The King Tide (Hoopla)
After getting lost in the mid-spring release calendar during which every Canadian movie of note tries to carve out some space after the big Hollywood awards bait of the winter and before the summer blockbuster season arrives, the excellent new film The King Tide has surfaced on the free streamer Hoopla. Director Christian Sparkes’s atmospheric gothic drama – which focuses on a small island fishing village that goes to extreme lengths to protect the mystical child who has turned their lives around – has the performances, style and high-production values that should have taken it far, or far enough, during its brief theatrical life. There is a commitment here to character and world-building that is stirring, with deeply emotional moments anchored by the work of lead actor Clayne Crawford and supporting player Frances Fisher. And though the plot crumbles just a bit by the third act, The King Tide washes away in the most haunting of manners. Better to catch Sparkes’s cinematic wave now at home than never at all.
A Bullet Pulling Thread (TVO, premiering June 16 at 9 p.m., also streaming on TVO.org)
One of the first documentaries acquired by TVO Docs programmer Shane Smith after moving to the broadcaster from his long tenure at Hot Docs, the new film A Bullet Pulling Thread is a remarkably affecting story of art and loss that will leave you equal parts furious and inspired. Directed by Ian Daffern, the film traces the story of two siblings from the Ontario city of Kitchener: Marilyn Farquhar, who has become an award-winning quilter, and her homelessness advocate brother Barry Shantz, whose restless life has been marked by run-ins with the law.
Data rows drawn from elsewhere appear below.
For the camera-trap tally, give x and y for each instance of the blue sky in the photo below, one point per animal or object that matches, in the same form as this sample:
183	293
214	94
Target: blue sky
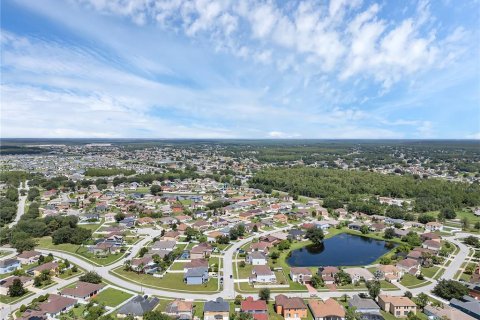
240	69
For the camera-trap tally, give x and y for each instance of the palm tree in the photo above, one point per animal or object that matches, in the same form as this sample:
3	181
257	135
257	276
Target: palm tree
128	265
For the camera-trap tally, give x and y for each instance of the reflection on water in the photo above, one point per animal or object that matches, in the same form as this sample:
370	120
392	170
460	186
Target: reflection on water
341	250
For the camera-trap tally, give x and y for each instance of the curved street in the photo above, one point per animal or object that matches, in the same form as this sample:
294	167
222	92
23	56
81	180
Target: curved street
228	290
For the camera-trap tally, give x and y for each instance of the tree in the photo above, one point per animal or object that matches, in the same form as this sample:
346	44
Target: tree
421	300
448	213
264	294
450	289
389	233
156	190
16	289
342	278
119	216
317	281
91	277
142	251
274	255
364	229
156	315
238	300
413	239
284	245
315	235
373	288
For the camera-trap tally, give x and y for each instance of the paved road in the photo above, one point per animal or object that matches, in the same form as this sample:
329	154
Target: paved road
228	291
21	205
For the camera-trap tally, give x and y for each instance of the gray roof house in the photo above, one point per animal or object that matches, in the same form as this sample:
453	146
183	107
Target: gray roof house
198	275
138	306
467	305
367	307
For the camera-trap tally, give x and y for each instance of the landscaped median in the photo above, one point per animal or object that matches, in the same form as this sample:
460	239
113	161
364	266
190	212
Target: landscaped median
170	281
79	251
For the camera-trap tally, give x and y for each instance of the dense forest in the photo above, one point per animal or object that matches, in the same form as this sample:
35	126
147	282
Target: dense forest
349	186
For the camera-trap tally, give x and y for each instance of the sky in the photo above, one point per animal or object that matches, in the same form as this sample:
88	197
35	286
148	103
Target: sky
256	69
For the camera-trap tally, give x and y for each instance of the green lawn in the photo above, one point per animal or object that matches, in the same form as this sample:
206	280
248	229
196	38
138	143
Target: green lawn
171	281
430	272
411	281
80	251
112	297
11	300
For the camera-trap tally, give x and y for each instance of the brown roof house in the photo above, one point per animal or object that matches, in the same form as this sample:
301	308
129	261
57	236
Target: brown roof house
7	282
83	290
410	266
29	257
51	266
398	306
326	310
55	305
300	274
290	308
180	309
203	250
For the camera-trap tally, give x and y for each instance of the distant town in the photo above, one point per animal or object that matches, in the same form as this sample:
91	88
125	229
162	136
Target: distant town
227	229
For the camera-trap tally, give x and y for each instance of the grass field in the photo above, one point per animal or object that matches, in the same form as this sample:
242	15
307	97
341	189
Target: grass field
80	251
171	281
112	297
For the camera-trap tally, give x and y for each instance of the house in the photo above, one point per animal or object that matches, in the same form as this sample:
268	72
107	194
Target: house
290	308
202	250
260	246
468	305
7	282
377	227
296	234
138	306
29	257
398	306
110	217
218	309
430	236
196	275
262	274
300	274
280	218
355	226
329	309
171	235
257	258
164	245
389	273
358	274
364	306
432	245
409	266
212	236
9	265
83	290
254	307
195	263
445	312
104	248
56	304
434	226
140	264
51	266
328	274
180	309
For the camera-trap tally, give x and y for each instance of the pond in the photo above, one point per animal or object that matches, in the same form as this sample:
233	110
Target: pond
341	250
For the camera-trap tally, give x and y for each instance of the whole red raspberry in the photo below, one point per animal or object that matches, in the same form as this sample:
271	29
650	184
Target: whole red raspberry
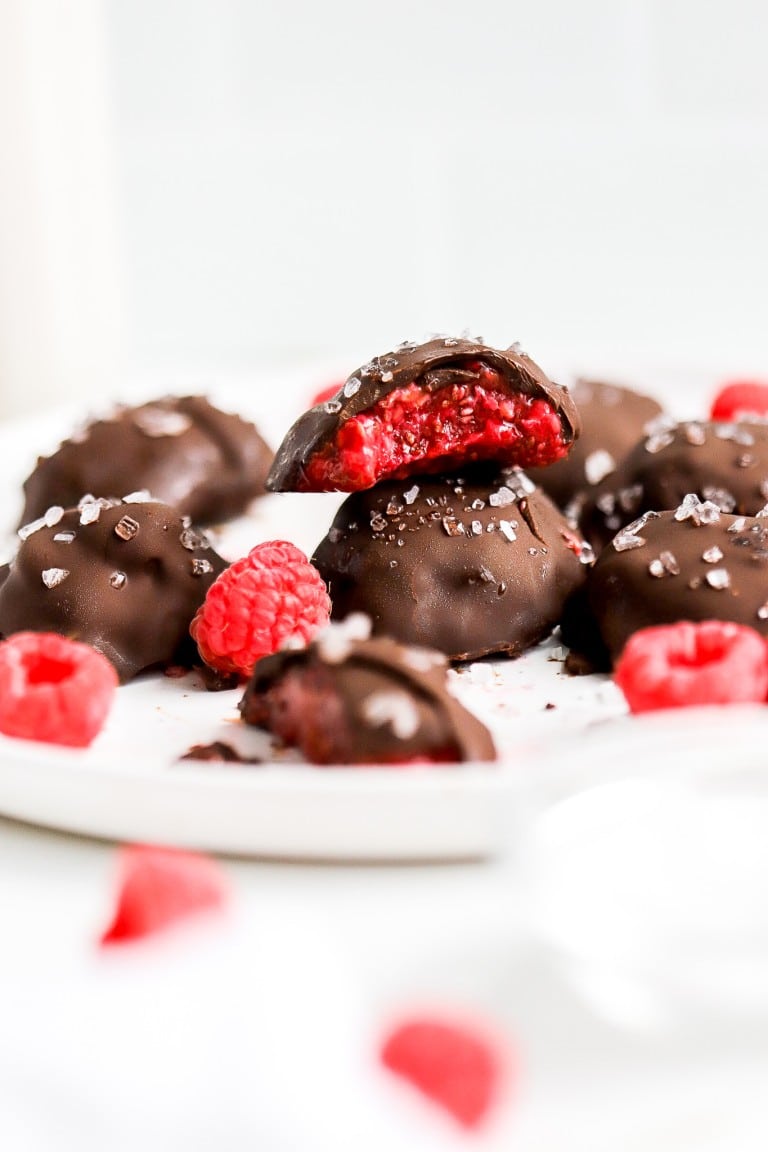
270	598
740	400
453	1065
689	664
53	689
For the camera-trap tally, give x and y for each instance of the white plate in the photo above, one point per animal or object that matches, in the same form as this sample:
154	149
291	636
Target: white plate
130	785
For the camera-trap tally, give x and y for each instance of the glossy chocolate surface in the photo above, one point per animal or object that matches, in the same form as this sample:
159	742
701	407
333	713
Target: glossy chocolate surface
471	563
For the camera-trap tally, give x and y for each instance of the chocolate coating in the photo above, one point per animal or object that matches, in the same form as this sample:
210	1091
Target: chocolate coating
708	566
126	578
725	463
347	700
182	451
471	565
433	365
613	421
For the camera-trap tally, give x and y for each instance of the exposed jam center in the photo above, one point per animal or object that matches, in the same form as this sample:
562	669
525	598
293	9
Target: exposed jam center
412	430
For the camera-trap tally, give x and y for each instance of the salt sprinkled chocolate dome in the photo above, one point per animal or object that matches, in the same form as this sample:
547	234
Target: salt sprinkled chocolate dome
691	563
349	699
471	563
427	408
723	463
123	576
183	451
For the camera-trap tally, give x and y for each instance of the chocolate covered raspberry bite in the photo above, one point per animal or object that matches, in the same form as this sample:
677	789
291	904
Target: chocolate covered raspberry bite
692	563
613	419
723	463
349	699
123	576
181	449
470	563
427	408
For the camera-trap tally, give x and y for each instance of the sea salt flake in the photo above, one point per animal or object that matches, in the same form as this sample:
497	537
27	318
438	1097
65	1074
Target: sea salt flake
54	576
719	578
453	527
127	528
30	529
394	709
598	465
502	498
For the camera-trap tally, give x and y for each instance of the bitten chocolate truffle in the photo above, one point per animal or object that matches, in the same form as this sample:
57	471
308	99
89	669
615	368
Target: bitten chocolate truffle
691	563
123	576
427	408
723	463
613	421
183	451
349	699
470	563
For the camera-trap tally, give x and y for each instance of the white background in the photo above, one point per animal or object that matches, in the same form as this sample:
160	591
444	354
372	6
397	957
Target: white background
252	183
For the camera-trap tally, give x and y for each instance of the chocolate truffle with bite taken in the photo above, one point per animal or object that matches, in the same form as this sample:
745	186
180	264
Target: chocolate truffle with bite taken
123	576
427	408
181	449
472	563
349	699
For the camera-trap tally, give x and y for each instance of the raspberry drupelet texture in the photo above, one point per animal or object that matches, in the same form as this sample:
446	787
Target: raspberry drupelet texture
267	600
53	689
740	400
692	664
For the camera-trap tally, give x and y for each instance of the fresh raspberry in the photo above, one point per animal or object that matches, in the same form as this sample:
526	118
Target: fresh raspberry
451	1065
412	430
740	400
687	664
270	598
325	394
53	689
159	886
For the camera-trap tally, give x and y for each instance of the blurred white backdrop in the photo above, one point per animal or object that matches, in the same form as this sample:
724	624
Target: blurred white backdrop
304	182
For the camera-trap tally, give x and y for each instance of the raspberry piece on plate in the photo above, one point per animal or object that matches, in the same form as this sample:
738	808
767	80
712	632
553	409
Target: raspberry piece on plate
270	599
53	689
690	664
425	409
451	1065
740	400
160	886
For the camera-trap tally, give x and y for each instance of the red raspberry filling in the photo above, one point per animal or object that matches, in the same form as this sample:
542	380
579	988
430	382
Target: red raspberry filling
690	664
53	689
740	400
415	430
454	1066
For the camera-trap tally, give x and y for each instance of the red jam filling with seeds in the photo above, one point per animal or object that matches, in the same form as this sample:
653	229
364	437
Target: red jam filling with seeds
415	430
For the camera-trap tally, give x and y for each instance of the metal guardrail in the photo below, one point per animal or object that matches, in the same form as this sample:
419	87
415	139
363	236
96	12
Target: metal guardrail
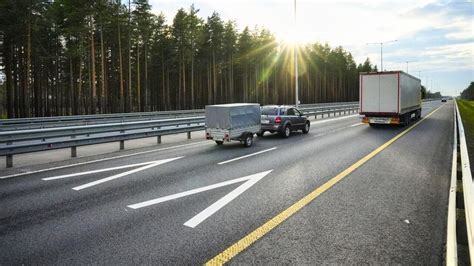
43	139
460	155
77	120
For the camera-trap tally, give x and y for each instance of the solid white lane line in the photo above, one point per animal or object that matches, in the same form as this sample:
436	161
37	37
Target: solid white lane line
206	213
246	156
333	119
97	171
103	180
186	193
106	159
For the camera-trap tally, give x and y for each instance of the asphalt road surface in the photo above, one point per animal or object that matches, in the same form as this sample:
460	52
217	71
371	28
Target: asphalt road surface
188	203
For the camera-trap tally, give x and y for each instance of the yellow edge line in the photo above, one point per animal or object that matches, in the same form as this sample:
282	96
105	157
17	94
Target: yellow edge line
251	238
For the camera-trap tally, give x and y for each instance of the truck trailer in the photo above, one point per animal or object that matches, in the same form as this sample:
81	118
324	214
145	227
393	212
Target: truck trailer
236	121
389	97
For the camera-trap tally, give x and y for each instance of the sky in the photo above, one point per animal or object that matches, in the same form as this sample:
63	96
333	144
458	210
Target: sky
436	38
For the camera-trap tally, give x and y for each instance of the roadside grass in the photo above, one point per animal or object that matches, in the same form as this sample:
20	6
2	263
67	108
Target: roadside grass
466	108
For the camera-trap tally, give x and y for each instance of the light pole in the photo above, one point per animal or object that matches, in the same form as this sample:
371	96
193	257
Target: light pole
410	62
296	61
381	51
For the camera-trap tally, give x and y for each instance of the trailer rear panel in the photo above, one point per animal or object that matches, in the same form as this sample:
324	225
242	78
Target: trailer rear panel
389	97
389	93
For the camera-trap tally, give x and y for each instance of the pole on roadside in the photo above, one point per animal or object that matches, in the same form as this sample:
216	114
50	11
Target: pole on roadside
296	62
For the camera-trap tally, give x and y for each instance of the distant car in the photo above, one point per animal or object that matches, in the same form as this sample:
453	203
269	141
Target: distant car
283	119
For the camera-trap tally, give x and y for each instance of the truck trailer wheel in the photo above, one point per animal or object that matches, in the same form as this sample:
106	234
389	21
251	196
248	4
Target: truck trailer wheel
286	131
306	128
248	140
406	120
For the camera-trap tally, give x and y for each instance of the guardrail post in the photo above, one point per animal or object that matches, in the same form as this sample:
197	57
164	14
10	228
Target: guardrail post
9	161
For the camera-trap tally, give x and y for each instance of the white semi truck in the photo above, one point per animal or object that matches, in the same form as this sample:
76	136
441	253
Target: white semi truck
390	97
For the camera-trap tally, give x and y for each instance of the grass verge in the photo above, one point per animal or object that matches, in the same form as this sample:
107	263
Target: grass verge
466	108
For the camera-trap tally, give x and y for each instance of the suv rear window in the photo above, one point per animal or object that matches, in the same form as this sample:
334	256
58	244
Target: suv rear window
270	111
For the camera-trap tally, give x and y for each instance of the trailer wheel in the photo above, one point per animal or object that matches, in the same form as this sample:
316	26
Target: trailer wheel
306	128
248	140
286	131
407	118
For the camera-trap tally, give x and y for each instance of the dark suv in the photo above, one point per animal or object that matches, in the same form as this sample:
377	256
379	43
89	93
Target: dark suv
283	119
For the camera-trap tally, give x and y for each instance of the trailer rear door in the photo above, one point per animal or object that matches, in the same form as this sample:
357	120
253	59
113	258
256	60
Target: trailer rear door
370	93
388	93
379	93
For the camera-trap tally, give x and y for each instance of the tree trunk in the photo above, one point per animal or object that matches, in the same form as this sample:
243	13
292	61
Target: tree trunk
93	87
121	95
138	79
103	92
8	73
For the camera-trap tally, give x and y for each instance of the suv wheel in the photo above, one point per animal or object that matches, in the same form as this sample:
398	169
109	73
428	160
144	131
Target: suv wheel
286	131
248	140
306	128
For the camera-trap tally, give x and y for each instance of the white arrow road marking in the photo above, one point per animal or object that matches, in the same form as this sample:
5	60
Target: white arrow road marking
245	156
103	180
97	171
200	217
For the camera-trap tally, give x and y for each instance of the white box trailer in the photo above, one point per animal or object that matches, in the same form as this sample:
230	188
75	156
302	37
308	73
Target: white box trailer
390	97
236	121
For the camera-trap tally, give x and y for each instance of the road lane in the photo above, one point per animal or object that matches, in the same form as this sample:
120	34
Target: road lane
390	210
47	222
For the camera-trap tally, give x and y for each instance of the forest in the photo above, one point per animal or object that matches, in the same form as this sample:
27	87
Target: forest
69	57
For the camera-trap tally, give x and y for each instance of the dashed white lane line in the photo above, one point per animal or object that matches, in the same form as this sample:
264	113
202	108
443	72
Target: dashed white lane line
335	130
106	159
103	180
333	119
246	156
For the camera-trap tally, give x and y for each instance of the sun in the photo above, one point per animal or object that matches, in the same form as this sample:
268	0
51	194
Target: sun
293	37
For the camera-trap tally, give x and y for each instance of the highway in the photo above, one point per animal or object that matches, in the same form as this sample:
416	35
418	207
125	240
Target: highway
188	203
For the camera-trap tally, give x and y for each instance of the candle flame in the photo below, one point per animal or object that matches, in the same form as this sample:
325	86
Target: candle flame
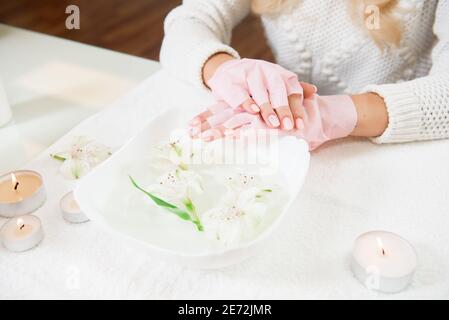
14	182
20	223
381	245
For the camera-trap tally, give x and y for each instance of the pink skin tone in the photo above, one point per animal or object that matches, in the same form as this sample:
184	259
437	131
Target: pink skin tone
242	104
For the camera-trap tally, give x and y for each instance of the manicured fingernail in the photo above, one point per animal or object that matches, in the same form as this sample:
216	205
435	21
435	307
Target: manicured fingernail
287	124
255	108
194	121
274	120
194	131
299	124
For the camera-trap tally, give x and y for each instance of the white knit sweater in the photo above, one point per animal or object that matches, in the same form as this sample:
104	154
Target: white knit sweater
319	41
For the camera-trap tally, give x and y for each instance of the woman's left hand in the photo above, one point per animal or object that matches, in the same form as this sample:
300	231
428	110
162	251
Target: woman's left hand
221	119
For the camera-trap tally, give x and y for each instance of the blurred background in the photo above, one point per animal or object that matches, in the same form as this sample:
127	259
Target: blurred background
130	26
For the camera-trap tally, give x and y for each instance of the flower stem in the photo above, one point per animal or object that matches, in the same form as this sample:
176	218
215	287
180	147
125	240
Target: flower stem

After Barry is killed by a RCMP officer during a mental-health incident, Marilyn uses her art to work through her grief, and seek justice from authorities who seem indifferent to the many social crises occurring under their watch. Intimate and sharp, Daffern’s doc feels like an essential examination of contemporary Canadian tension. It also makes for an excellent, if challenging, double bill with Stephen Hosier’s similarly themed doc from earlier this year, Attila (now streaming on Crave).
The Bourne series (Prime Video)
For one reason or another – perhaps because this summer’s big action films are leaving me deflated – my wife and I devoted a few evenings last week to revisiting the Bourne series. And I’m delighted to report that the franchise – at least the first three movies; let’s not mention the Jeremy Renner spin-off or the weak 2016 instalment – still kicks serious butt, throat and any other body part you can throw at Matt Damon. Watching the original trilogy back-to-back-to-back also provides an instructive mini-history of big-budget action filmmaking.
Director Doug Liman’s The Bourne Identity, made back in the practically prehistoric blockbuster age of 2002, is a relatively straight-ahead spectacle, with its fist and gun fights measured and muted. Then once Paul Greengrass takes over with 2004′s The Bourne Supremacy, all shaky-cam hell breaks loose, with the explosions getting louder, the kills deadlier, the car chases crazier. The increasing extravagance suits the Bourne films just fine, though, especially once Greengrass and Damon deliver 2007′s The Bourne Ultimatum, which never, ever lets its heart-pumping momentum fade. And the series also gets bonus points for enlisting a murderer’s row of excellent character actors (Chris Cooper, Brian Cox, Scott Glenn, David Strathairn) to player CIA-sanctioned murderers.